EU-India free trade agreement: Is it a corporate-driven agenda?

EU-India free trade agreement: Is it a corporate-driven agenda?

The impending EU-India Free Trade Agreement (FTA) is regarded in some quarters as constituting a massive corporate heist. Such a view is fuelled by the lack of transparency and the secretive nature of the negotiations. This is unacceptable given that the outcome of the negotiations could fundamentally restructure Indian society and impact the lives of hundreds of millions of Indians.

Negotiations cover a wide range of areas, including medicines, agriculture, various products and services, as well as investment rules, government procurement and intellectual property rights. However, due to the closed nature of the talks, people and groups in both Europe and India are rightly concerned that proper accountability and effective public scrutiny are being sidelined in favour of a business-led agenda. Their demands for transparency were however dealt a blow by a recent ruling.

It was discovered a while back that the European Commission (EC) had withheld information about the EU-India talks from the public, even though it had already shared the information with corporate lobby groups. The information in question concerns documents include meeting reports, emails and a letter, all of which the EC had sent to large corporate lobby groups. Lobby watchdog Corporate Europe Observatory (CEO) had argued that information could not suddenly become confidential, which it did, when a public interest group asked for it.

Although the EU’s General Court in Luxembourg recently concluded that the EC did not violate EU rules by doing this, CEO has now appealed to the European Court of Justice on the ruling.

CEO trade campaigner Pia Eberhardt says that the real issue at stake is whether the European Commission can continue negotiating backroom trade deals, together with, and for, a tiny elite of corporate lobby groups. At a time when more and more people fear that trade agreements threaten their basic rights to safe food, affordable medicines, a healthy environment and decent work, Eberhardt argues that we cannot sit by and fail to challenge a ruling that risks legitimising the privileged access that the EC grants big business over its policies.

Internal rules

In its appeal, CEO argues that the EU’s General Court made errors in law, including in assessing the role of the Commission’s internal rules on access to documents. The appeal comes as the EU and India are reportedly trying to sign the proposed trade agreement before elections in both regions in 2014. Trade unions, farmers, patients' organisations and other public interest groups have repeatedly sounded the alarm at the potentially devastating impacts of the deal, particularly on access to medicines, investment and procurement decisions and the livelihoods of Indian farmers and street traders. The deal could have detrimental implications for hundreds of millions of people in India.

The EU and the US are also currently engaged in their first round of negotiations in Washington for a major trade deal between the two blocks, which also bears the same hallmark of secrecy and a similar template for potential corporate plunder, not least, in terms of the entry of GM foods across Europe.

The EU-India FTA essentially represents the demands of big business in the West and results from their strategic hegemony over government bureaucracies and politicians. With Western economies in crisis, India represents potential rich pickings for transnational corporations.

Pia Eberhardt states that for too long, the EC has negotiated trade agreements in secret and catered for the needs of transnational companies. CEO is challenging this complicity, trying to redress the balance in favour of transparency and a trade policy in the interest of the many rather than the few.

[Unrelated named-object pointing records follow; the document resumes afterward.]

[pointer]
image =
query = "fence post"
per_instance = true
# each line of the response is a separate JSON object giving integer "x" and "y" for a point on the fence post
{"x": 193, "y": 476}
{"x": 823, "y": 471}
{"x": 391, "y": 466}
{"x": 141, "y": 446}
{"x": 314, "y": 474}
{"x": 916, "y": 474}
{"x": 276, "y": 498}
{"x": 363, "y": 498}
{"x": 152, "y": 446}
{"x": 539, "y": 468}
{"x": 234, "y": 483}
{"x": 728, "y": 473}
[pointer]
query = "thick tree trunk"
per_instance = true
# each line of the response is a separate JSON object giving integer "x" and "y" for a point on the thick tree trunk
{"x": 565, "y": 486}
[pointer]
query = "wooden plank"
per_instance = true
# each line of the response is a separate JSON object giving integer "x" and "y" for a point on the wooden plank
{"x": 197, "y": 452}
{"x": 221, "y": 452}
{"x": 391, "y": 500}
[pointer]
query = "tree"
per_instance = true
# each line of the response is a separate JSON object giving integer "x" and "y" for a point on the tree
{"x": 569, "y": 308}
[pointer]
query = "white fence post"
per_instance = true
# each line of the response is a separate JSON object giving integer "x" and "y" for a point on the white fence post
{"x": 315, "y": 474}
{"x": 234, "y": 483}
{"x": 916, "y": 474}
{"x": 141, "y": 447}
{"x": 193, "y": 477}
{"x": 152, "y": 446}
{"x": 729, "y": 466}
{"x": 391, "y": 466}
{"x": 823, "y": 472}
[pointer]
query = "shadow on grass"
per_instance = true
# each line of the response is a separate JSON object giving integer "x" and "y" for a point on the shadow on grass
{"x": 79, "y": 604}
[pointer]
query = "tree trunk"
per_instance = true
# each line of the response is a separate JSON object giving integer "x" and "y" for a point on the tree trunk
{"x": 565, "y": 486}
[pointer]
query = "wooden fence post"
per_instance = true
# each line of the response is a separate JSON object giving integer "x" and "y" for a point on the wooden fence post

CEO’s appeal will now be reviewed by the European Court of Justice. The EC and Germany, which intervened in the case, will then respond in writing. Once the written procedure is declared closed, the European Court of Justice will either set a date for an oral hearing or forego a hearing and issue a ruling.

The EU-India (and EU-US) free trade talks raise two key questions. Is it right that far reaching free trade treaties are negotiated in secret, while the public is excluded and kept n the dark? Is it right that big corporations are given privileged access to negotiations?

Given the corporate-led agenda that is driving the negotiations, it is little wonder that the EC does not want ordinary Europeans to know about the negotiations. The same could be said as far as ordinary Indians are concerned as well.

Farmers and trade unions in India, via the alliance of the Anti FTA front, have written 872 letters to important officials, organisations and political parties about the FTA. Rakesh Tikait of the Bhartiya Kisan Union argues that, although there are serious impacts on food security and the livelihood security of millions of farmers and small retailers, farmers haven't even been informed nor consulted about the FTA. 

Praveen Khandelwal, Secretary General of Confederation of All India Traders (CAIT) states that India should not legally commit to policies under this FTA. He believes that the government cannot seal this issue at the behest of EU while a national debate is still ongoing on the subject.

Perhaps that is the whole point behind the secrecy, though - to prevent or limit any such debate, whether in Europe or in India. It all begs the question: are we to witness democracy in both Europe and India being sidelined in the blind pursuit of a corporate driven agenda?